Já há alguns anos, diagnósticos de transtornos de aprendizagem e do comportamento, como a Dislexia e o TDAH (Transtorno de Déficit de Atenção e / ou Hiperatividade), vem sendo observados em larga escala no contexto escolar e educacional como um todo.
Diagnósticos de supostos transtornos reforçados por vezes não apenas por profissionais da área da saúde e da educação que trabalham com crianças e adolescentes, mas também pela sociedade em geral.
A esta atribuição das dificuldades de aprendizagem e dos comportamentos não desejáveis em um dado contexto social a pretensas doenças do não-aprender e do não-se-comportar, está um fenômeno denominado medicalização.
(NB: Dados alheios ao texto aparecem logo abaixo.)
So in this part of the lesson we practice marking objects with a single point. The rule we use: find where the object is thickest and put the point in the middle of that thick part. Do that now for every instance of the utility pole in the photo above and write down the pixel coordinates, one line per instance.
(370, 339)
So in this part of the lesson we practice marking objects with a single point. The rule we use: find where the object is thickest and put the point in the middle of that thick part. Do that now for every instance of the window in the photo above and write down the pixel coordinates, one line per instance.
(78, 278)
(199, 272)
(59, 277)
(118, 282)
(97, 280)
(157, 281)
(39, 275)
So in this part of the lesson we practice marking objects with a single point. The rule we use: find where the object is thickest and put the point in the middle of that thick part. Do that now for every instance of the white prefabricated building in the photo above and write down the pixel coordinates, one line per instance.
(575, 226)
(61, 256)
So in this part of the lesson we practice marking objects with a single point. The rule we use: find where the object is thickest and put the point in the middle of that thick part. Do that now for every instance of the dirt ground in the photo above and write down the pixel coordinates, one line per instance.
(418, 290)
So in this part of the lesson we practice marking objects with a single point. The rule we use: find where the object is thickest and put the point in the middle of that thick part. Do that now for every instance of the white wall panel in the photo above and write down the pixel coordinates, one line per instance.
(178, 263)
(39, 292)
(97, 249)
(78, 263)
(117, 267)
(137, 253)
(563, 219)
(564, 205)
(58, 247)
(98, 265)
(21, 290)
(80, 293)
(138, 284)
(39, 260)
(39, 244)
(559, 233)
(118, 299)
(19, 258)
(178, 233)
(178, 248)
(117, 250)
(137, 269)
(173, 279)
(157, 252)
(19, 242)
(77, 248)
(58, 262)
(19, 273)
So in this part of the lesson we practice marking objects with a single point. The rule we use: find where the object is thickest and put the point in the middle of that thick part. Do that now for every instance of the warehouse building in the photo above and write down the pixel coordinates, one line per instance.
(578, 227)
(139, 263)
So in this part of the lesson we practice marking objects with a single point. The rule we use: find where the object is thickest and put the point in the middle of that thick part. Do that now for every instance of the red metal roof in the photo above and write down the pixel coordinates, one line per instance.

O conceito de medicalização foi utilizado e estudado por diferentes autores principalmente a partir da década de 70 do século passado, como pelo filósofo austríaco Ivan Illich, quem o denominou e, posteriormente, pelo filósofo francês Michel Foucault. Medicalização é o nome atribuído à existência de um discurso médico que propõe explicar questões de diferentes áreas da vida, questões que originariamente não pertencem à medicina ou não se restringem a ela, como as relacionadas com a sociedade, com a educação, com a política e com o comportamento humano.
Áreas que, na realidade, exigem a colaboração de diferentes disciplinas do conhecimento para serem compreendidas e analisadas, como a sociologia, a antropologia, a história, a psicologia, as ciências políticas, a economia, e, quando também, a medicina.
Dessa forma, neste fenômeno da predominância do olhar médico para entender o mundo externo e interno a nós, questões sociais, culturais, políticas, econômicas e afetivas são transformadas em “distúrbios”, “doenças”, “transtornos” e, consequentemente, em problemas exclusivamente de indivíduos.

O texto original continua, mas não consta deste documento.